The proliferation of networks such as intranets, extranets, and the internet has lead to a large growth in the number of users that share information across wide networks. A maximum data transfer rate is associated with each physical network based on the bandwidth associated with the transmission medium as well as other infrastructure related limitations. As a result of limited network bandwidth, users can experience long delays in retrieving and transferring large amounts of data across the network.
Data compression techniques have become a popular way to transfer large amounts of data across a network with limited bandwidth. Data compression can be generally characterized as either lossless or lossy. Lossless compression involves the transformation of a data set such that an exact reproduction of the data set can be retrieved by applying a decompression transformation.
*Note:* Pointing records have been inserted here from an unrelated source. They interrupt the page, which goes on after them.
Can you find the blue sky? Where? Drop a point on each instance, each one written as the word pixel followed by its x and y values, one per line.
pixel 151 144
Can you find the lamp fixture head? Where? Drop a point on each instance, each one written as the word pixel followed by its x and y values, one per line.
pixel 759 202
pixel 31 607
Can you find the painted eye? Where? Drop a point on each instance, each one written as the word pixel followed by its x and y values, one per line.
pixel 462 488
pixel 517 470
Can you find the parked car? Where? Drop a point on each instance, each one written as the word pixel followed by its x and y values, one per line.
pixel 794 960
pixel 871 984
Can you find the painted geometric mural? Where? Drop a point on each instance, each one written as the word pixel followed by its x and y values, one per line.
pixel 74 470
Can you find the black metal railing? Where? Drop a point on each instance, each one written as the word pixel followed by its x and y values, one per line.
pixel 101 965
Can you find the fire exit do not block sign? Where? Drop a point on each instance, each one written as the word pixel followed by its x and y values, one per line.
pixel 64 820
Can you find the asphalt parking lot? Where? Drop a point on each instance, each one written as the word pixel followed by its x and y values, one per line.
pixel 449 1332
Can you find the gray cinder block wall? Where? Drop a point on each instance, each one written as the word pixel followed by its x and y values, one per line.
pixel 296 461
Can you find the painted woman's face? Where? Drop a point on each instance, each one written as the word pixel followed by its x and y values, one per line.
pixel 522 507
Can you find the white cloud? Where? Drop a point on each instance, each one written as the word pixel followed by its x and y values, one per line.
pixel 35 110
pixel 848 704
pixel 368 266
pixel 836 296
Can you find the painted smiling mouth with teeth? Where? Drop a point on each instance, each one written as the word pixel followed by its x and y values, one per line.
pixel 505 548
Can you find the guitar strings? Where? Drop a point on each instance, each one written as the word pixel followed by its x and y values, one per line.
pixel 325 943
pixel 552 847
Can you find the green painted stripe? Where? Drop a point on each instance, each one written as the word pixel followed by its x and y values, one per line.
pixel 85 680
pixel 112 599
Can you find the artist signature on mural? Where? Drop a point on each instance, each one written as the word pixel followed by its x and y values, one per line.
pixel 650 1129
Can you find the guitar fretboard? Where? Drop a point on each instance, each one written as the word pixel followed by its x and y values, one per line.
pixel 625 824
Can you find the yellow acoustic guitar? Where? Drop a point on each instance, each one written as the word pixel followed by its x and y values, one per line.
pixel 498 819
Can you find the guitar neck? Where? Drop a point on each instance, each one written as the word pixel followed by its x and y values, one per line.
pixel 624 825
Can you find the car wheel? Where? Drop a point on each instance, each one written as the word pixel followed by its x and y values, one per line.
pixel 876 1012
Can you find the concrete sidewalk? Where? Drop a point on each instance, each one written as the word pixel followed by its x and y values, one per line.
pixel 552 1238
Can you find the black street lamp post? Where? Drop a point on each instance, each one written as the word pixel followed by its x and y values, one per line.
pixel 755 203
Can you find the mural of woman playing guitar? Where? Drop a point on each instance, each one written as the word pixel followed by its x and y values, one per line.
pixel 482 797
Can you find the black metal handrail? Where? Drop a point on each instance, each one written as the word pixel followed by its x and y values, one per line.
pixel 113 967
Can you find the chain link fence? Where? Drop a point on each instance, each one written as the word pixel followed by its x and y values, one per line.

Lossless compression is most often used to compact data, when an exact replica is required.
In the case where the recipient of a data object already has a previous, or older, version of that object, a lossless compression approach called Remote Differential Compression (RDC) may be used to determine and only transfer the differences between the new and the old versions of the object. Since an RDC transfer only involves communicating the observed differences between the new and old versions (for instance, in the case of files, file modification or last access dates, file attributes, or small changes to the file contents), the total amount of data transferred can be greatly reduced. RDC can be combined with another lossless compression algorithm to further reduce the network traffic. The benefits of RDC are most significant in the case where large objects need to be communicated frequently back and forth between computing devices and it is difficult or infeasible to maintain old copies of these objects, so that local differential algorithms cannot be used.